I tried DigitalOcean due to the generous free credits they offer so it’s not a long-term thing. They’re also quite expensive. Ideally I would want to make it work with a lower cost option than DigitalOcean, though of course if it doesn’t work out I will have to consider them.
Thank you for your thoughtful response.

WordPress? It could be a kind of one-off issue like a brute force attempt, or plugin auto-updates that ended up eating more CPU than your hosting service considers to be fair.

The reply you quoted from them does refer to spikes, which is why they tell you to fix your website, but I bet that at the same time they know it doesn’t take much to hit the resources cap.

I’d start by asking them the resource caps on your account, and if it extends to the subaccounts or if each subaccount has its own cap.

Please understand that shared hosting comes with limits, no way around that, otherwise it would have to be way more expensive than it is today… kind of pay peanuts get… kind of thing.

That said, they should never suspend your site without at least giving you a heads up.

1 Like

It sounds like they don’t know what accounts were responsible for an excessive amount of resource usage on the server, so they just whacked every account that they saw in “top” or something roughly equivalent until the problem stopped.

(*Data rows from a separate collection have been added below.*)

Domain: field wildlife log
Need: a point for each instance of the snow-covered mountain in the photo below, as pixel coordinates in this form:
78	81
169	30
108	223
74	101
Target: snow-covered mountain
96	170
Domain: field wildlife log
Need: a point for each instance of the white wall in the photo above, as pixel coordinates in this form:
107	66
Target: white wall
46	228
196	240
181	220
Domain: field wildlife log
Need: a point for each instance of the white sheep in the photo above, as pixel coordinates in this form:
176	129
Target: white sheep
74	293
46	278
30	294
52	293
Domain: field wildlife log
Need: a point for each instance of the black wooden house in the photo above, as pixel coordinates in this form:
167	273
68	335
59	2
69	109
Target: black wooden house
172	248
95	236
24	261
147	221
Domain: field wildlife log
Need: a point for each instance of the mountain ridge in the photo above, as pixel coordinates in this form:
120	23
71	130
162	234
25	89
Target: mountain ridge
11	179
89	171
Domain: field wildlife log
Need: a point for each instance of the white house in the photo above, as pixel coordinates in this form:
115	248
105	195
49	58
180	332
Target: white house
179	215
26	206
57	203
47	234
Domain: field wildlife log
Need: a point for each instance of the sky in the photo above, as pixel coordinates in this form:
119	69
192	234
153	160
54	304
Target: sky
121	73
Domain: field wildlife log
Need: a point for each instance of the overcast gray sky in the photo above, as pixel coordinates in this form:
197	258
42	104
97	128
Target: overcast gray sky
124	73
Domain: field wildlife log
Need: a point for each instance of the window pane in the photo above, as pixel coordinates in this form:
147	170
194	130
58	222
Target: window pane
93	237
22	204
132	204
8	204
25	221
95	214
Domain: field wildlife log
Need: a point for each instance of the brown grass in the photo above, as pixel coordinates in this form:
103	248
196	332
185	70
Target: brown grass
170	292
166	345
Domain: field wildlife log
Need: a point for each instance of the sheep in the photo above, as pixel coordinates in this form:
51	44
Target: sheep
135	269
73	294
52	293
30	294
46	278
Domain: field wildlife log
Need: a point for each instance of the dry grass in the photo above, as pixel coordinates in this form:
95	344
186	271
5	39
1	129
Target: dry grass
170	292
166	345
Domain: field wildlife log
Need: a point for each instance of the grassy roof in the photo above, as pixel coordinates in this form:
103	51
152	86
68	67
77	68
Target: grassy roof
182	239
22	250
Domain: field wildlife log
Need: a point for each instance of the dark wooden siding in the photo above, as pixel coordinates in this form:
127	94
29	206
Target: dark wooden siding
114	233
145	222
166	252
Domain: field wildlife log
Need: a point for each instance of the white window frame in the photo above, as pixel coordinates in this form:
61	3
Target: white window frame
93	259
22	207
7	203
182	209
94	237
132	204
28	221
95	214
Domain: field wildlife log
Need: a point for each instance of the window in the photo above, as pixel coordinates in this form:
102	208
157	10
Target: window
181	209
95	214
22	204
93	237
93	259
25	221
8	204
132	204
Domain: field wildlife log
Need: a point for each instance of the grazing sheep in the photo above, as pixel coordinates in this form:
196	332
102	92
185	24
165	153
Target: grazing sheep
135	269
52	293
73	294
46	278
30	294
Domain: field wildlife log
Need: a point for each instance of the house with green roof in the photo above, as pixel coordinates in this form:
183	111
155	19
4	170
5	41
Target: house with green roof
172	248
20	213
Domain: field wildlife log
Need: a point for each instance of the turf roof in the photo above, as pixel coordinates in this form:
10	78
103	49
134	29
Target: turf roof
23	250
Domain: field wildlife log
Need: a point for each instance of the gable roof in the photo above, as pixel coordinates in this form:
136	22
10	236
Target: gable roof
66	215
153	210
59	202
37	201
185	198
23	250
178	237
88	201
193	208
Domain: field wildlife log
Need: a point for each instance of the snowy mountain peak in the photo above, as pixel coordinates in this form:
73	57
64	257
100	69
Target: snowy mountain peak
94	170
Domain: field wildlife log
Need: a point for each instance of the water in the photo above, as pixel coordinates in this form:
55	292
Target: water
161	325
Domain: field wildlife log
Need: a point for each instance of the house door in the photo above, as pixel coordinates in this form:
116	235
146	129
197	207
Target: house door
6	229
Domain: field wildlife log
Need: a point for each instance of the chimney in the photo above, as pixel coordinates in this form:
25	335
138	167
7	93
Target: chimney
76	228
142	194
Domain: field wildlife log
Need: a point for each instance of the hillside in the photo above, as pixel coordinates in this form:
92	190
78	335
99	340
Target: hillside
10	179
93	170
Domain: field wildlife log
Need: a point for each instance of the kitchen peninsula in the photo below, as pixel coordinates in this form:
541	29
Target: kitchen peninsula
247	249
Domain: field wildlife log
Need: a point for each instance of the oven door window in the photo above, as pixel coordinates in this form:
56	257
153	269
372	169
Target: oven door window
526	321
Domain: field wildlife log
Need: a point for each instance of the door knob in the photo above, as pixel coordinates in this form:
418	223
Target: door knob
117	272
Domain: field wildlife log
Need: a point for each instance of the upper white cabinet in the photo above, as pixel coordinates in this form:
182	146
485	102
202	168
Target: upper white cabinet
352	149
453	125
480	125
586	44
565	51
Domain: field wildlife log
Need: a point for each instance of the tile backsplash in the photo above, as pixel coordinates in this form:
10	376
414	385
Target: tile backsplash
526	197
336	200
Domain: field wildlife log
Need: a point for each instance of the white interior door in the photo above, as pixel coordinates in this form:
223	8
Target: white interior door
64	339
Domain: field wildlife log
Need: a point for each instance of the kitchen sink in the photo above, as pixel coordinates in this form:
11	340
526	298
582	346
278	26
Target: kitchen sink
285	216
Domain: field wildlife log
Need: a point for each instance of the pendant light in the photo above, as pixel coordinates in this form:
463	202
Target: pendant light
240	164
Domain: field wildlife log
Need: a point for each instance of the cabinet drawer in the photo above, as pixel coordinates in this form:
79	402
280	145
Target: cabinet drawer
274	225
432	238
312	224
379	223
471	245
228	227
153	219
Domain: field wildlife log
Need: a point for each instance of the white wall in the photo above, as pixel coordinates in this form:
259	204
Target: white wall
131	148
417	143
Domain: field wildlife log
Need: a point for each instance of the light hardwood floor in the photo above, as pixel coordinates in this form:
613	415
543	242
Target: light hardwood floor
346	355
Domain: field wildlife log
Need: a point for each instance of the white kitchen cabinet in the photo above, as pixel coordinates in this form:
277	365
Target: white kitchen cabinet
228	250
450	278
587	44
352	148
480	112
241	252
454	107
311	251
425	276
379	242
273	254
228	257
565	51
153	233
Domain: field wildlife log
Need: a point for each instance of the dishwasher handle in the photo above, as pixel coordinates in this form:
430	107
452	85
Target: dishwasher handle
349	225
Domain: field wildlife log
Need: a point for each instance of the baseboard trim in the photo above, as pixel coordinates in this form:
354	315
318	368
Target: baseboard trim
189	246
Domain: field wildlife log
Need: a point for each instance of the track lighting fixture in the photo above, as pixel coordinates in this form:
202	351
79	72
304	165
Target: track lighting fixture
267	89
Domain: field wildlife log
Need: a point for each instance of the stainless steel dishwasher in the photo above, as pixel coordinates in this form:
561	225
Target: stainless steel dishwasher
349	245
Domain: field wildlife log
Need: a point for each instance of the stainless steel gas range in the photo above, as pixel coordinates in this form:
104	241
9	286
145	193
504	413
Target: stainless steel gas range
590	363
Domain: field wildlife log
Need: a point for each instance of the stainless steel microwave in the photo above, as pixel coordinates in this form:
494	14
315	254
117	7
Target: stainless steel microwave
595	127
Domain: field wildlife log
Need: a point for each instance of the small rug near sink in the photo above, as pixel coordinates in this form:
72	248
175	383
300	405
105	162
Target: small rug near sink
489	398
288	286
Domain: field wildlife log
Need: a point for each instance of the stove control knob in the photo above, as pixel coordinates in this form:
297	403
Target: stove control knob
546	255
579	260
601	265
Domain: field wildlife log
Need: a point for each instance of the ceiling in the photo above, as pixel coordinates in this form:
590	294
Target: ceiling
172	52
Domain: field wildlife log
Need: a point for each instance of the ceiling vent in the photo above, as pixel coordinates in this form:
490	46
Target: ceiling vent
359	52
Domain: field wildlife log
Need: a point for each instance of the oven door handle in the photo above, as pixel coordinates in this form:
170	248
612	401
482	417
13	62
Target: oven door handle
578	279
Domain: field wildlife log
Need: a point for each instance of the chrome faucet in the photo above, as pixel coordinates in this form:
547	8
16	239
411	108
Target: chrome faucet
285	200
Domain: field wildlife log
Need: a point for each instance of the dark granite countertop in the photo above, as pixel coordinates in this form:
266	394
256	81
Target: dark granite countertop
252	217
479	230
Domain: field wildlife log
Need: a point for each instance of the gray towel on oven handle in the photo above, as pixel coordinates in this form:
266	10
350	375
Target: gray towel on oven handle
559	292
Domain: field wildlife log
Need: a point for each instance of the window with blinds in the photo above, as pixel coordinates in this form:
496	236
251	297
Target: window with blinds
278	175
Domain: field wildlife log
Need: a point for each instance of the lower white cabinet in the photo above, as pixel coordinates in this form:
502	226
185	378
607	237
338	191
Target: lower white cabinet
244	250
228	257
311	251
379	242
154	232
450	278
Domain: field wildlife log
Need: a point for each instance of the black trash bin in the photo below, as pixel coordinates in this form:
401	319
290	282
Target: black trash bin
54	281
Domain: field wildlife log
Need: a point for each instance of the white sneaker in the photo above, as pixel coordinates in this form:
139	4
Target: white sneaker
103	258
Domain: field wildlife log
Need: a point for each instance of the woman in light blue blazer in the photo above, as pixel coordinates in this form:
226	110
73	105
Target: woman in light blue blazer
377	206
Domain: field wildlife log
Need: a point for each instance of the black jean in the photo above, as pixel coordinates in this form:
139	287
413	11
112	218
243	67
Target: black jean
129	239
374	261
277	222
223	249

I can sympathize with how difficult it can be to tell the difference between the cause and the symptoms. A symptom of resource abuse is that users who aren’t actually the cause of the abuse can appear on the top of utilization simply because processes that do not complete as quickly as normal can stack on top of themselves. For example, wp-cron triggered by search engine crawlers on a struggling server might rise to the top, but not actually be the cause of the problem that caused them to rise to the top. This is why you can actually, sometimes, lower system load by not limiting CPU usage per user (and why I dislike Cloud Linux as it appears to solve a problem on the surface but often causes the problems it tried to solve, and even seasoned admins will overlook it).

But that’s their burden as a sysadmin, you have to be able to dig further than that.